Iconic growth investor Cathie Wood is hoping to bounce back this year. The largest of her funds at Ark Invest -- where she's a co-founder and CEO -- is down 7% this year, a contrast to the markets trading slightly higher in 2024. She's not standing still but rather continuing to make opportunistic buys and sells across her portfolios.

Wood bought shares of Palantir Technologies (PLTR 1.38%), Teladoc (TDOC 2.92%), and Roku (ROKU 4.10%) on Tuesday, building up some of her largest positions. Palantir has slipped a bit since hitting a two-year high last month, but Teladoc and Roku are trading well below their earlier peaks. Let's take a closer look at these three purchases.

1. Palantir

Palantir was one of last year's biggest market gainers, and it didn't slow down in early 2024. The software developer for the intelligence community saw its stock nearly quadruple in the 14 months through the end of February. The shares would go on to hit a fresh two-year high in early March, but Palantir is now trading lower for the second month in a row.

Palantir is scoring significant deals, but it's no longer merely a play on solutions for the military and other public sector entities. The same skills that made it popular as a government contractor are playing well with private companies. U.S. commercial revenue may have been just $131 million -- or less than 22% of the $608 million it generated in its latest quarter -- but that segment's top line soared 70%.

Someone celebrating a makeshift stock chart line moving higher.

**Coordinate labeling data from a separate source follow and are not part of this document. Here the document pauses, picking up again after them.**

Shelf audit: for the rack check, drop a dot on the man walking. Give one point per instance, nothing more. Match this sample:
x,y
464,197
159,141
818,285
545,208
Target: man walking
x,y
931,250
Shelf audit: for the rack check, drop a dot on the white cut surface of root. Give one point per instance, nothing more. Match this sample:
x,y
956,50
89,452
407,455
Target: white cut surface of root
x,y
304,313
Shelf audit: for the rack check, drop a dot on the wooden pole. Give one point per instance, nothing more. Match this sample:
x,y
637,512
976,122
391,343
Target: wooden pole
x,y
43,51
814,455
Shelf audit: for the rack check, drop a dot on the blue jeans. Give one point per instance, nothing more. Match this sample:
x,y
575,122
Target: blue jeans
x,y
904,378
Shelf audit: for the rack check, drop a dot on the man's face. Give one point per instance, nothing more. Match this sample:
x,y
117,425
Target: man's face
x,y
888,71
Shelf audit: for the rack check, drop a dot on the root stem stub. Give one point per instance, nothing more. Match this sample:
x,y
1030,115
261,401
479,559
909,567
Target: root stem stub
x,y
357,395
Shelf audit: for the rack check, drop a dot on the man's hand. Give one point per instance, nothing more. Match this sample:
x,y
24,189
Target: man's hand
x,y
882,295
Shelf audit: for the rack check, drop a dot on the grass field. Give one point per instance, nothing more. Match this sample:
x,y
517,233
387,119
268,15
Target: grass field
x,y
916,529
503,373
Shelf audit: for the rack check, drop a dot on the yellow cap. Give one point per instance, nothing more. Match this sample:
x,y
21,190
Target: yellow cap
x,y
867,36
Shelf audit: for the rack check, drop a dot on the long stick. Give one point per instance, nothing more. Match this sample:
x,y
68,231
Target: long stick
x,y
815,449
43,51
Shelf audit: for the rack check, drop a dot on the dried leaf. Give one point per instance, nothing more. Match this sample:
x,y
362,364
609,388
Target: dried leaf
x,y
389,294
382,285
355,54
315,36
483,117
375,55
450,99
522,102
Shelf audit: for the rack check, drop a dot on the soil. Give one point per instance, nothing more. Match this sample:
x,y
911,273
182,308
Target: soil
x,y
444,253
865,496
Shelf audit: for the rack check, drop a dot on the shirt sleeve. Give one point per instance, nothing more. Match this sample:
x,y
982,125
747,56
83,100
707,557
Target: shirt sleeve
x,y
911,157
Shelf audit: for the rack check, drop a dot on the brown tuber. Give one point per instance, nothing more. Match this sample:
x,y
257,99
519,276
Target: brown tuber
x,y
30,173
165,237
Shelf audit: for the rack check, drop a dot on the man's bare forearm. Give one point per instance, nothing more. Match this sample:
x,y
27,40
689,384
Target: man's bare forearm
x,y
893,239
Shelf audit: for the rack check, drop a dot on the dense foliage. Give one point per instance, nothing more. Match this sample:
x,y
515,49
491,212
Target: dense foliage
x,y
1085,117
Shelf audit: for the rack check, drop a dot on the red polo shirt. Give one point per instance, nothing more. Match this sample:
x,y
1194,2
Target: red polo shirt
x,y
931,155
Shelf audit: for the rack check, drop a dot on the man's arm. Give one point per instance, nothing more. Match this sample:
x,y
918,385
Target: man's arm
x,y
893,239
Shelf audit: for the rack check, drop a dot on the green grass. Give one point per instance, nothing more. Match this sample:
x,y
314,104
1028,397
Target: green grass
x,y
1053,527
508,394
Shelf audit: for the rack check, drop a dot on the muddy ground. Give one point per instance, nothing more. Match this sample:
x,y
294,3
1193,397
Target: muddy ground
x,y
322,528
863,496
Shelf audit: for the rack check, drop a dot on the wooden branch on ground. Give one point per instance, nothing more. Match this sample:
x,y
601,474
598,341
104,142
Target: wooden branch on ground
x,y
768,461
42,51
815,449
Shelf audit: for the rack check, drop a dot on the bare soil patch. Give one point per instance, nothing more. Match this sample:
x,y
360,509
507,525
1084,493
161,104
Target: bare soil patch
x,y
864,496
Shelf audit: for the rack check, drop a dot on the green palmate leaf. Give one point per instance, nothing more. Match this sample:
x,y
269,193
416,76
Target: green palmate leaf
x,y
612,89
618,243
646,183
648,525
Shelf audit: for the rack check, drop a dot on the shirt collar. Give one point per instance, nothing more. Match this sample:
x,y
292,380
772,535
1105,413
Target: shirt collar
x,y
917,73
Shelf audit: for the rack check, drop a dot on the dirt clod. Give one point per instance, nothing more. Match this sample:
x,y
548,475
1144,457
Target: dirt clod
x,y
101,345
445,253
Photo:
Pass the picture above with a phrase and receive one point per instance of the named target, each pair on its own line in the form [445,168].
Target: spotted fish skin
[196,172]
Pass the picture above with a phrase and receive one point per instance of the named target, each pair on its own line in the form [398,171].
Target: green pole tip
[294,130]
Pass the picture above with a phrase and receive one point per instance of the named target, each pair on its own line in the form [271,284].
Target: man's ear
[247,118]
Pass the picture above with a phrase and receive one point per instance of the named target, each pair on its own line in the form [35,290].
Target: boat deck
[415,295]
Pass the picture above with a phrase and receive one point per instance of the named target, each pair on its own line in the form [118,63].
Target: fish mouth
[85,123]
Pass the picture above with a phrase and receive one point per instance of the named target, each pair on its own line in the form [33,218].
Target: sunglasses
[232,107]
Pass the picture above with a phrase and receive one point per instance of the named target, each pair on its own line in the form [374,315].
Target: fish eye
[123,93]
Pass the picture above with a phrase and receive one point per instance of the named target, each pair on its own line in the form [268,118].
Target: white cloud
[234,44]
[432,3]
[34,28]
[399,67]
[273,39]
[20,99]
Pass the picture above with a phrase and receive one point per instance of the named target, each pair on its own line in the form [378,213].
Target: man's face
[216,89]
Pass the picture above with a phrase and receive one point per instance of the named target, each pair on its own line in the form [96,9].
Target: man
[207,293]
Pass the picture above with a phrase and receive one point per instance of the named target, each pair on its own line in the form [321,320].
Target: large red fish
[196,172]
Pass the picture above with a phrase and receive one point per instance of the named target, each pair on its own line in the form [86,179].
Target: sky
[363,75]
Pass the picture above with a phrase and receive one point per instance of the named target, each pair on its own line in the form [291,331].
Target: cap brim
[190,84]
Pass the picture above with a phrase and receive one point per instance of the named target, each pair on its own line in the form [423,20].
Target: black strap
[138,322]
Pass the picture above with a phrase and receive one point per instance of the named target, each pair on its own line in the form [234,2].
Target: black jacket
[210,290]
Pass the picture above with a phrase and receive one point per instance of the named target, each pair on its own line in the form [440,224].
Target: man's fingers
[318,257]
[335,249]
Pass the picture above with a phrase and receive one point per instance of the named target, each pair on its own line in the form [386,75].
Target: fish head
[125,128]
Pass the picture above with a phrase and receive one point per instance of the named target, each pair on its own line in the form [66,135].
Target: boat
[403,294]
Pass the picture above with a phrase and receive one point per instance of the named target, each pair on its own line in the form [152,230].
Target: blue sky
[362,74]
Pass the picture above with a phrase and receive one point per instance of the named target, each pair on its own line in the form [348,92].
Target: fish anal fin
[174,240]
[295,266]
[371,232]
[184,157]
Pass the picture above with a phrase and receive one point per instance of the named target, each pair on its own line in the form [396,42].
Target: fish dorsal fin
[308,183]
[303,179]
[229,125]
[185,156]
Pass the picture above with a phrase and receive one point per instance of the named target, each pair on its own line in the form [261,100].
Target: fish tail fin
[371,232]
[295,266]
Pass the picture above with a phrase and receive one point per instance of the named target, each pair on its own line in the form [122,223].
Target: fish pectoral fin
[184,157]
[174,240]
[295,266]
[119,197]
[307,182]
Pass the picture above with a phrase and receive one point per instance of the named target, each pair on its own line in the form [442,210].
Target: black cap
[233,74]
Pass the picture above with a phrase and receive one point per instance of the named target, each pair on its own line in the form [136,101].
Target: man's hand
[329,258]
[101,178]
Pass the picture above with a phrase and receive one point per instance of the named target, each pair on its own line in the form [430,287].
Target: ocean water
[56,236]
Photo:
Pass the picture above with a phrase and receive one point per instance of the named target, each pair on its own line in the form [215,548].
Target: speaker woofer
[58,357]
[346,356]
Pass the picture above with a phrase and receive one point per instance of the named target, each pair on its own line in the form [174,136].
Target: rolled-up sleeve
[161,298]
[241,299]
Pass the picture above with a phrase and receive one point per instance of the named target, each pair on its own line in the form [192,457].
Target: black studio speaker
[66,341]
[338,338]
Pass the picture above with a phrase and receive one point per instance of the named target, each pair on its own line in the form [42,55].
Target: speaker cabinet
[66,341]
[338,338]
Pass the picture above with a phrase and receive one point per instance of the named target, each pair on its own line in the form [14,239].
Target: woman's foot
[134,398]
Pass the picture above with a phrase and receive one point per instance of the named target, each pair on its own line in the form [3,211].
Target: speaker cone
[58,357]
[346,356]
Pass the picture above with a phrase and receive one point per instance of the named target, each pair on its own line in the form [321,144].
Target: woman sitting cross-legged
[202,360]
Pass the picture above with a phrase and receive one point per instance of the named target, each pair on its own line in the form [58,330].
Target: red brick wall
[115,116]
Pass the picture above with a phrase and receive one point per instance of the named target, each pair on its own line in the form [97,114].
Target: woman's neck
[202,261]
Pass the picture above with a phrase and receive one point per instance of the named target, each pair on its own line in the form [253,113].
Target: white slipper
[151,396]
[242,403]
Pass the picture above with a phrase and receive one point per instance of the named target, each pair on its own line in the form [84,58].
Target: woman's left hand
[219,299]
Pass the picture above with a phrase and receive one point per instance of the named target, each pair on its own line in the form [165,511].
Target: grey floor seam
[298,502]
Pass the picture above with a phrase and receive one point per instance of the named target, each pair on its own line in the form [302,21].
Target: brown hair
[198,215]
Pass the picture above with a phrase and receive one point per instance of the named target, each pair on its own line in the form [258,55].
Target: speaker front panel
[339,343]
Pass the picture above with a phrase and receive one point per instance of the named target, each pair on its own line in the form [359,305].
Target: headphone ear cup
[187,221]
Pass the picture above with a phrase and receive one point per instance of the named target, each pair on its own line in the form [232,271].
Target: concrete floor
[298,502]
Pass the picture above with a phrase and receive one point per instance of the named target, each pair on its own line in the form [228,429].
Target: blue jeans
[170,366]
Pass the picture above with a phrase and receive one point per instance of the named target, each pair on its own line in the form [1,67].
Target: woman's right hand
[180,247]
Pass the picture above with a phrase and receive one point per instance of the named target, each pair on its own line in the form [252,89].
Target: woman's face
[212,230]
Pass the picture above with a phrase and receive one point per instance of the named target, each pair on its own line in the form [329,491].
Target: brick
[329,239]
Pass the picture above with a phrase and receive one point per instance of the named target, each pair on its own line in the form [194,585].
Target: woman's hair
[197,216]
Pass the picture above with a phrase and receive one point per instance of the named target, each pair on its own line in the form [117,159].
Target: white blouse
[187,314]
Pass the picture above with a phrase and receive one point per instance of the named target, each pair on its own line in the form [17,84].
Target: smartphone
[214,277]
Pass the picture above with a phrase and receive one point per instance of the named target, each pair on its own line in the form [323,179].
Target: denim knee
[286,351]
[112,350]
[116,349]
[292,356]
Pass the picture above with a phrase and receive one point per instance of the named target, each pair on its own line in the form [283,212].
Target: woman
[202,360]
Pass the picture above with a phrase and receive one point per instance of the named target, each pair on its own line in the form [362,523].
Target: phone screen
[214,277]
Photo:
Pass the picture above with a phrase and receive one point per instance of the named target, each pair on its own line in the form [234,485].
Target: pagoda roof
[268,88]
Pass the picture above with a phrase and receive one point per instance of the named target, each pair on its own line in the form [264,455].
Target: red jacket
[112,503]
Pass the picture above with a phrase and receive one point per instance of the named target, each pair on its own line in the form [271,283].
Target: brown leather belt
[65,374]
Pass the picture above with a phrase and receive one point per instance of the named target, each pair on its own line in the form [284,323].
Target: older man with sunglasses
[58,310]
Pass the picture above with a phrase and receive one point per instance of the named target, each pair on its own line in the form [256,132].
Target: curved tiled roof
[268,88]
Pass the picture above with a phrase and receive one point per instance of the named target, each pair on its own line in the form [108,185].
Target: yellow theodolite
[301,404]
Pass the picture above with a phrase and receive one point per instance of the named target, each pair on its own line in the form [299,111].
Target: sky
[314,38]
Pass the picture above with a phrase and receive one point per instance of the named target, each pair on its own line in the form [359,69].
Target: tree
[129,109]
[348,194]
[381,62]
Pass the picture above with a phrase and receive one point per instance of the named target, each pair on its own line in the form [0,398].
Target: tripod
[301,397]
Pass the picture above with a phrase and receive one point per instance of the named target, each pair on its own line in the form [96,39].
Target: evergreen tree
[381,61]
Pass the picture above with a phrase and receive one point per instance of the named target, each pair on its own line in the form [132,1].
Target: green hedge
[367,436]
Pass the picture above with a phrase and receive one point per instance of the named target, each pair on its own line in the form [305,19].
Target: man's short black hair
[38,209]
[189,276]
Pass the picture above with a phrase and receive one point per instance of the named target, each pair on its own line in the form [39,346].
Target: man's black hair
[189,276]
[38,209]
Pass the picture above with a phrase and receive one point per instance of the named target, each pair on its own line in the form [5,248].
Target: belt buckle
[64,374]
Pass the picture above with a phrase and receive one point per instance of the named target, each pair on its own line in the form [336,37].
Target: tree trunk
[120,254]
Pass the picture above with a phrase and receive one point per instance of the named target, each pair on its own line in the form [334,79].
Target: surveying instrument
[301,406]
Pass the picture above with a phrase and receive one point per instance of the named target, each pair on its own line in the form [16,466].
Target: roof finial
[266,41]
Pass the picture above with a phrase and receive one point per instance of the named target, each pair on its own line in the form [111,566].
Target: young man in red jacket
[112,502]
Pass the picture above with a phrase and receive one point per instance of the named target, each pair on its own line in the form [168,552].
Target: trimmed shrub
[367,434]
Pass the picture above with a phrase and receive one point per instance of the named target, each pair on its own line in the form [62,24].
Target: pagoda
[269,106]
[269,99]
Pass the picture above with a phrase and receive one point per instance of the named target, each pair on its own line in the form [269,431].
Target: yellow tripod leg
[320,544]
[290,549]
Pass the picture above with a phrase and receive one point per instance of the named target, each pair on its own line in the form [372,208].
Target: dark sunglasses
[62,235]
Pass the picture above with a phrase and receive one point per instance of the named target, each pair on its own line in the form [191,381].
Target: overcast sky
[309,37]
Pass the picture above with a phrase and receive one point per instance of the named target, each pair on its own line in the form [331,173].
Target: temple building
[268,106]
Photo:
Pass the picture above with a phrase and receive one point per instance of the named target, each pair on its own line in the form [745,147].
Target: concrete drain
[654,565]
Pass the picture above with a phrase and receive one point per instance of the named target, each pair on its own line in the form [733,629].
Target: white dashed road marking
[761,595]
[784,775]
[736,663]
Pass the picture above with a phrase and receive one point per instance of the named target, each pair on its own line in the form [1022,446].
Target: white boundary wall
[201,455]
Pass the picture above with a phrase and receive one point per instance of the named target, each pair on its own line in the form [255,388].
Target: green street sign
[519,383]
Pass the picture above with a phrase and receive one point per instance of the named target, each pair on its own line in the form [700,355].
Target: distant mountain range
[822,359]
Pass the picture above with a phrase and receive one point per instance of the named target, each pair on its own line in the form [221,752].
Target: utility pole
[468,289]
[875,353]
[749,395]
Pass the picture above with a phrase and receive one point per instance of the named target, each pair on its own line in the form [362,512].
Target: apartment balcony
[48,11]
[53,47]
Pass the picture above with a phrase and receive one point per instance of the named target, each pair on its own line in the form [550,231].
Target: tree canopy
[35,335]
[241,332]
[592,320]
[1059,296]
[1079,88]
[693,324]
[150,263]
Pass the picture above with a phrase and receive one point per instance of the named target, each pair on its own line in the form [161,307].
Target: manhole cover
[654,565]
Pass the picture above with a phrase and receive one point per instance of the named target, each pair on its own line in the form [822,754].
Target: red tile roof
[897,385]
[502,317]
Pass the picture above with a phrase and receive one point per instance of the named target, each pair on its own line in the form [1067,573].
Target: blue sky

Image source: Getty Images.

A steady trickle of press releases celebrating new contracts is helping to get Palantir noticed. It's also been popular over the last year and change as a play on artificial intelligence (AI).

The upticks have become a bit too much for even some of its earlier believers. Brian White at Monness, Crespi, Hardt & Co. downgraded Palantir to sell two weeks ago, concerned about how the "AI hype cycle" has lifted the stock's valuation to unsustainable levels. Naturally, Cathie Wood doesn't see it that way. She added to her stake on Tuesday.

2. Teladoc

One of the big market winners early in the pandemic crisis was Teladoc. The pioneer of telehealth services was offering the right platform at the right time. Anyone could receive a medical consultation for a growing number of concerns without leaving the home, as long as they had an online connection and, ideally, a webcam.

Instead of catapulting telemedicine into the mainstream, folks apparently didn't mind taking time out of their day to wait it out at doctors' and therapists' offices. Revenue has decelerated for 11 consecutive quarters at Teladoc, and that's not even the biggest problem with the platform.

The number of visits serviced by the telehealth service declined 8% in its latest quarter, falling 1% for all of 2023. The number of people on insurance plans that cover Teladoc visits continues to grow, but an increasing number of them are going back to in-office consultations.

The red ink continues, and analysts don't see the losses going away until 2027 at the earliest. Its CEO stepped down last week, but it may take more than fresh leadership to get Teladoc back on track.

3. Roku

Roku may have more than doubled last year, but the stock is still trading 87% below the all-time high it hit in the summer of 2021. The popular streaming video hub keeps growing its audience. Monetization and a lack of profitability continue to be its biggest challenges.

Revenue has resumed double-digit percentage growth in its last three quarters, but deficits continue. Like Teladoc, analysts don't see Roku returning to profitability until 2027. Another pressure point with investors is that average revenue per user posted a decline on both a sequential and a year-over-year basis.

With the competitive landscape starting to heat up, Roku's cost-prioritizing initiatives can't come at the expense of engagement. Roku will have a lot to prove when it offers up its first-quarter results next month.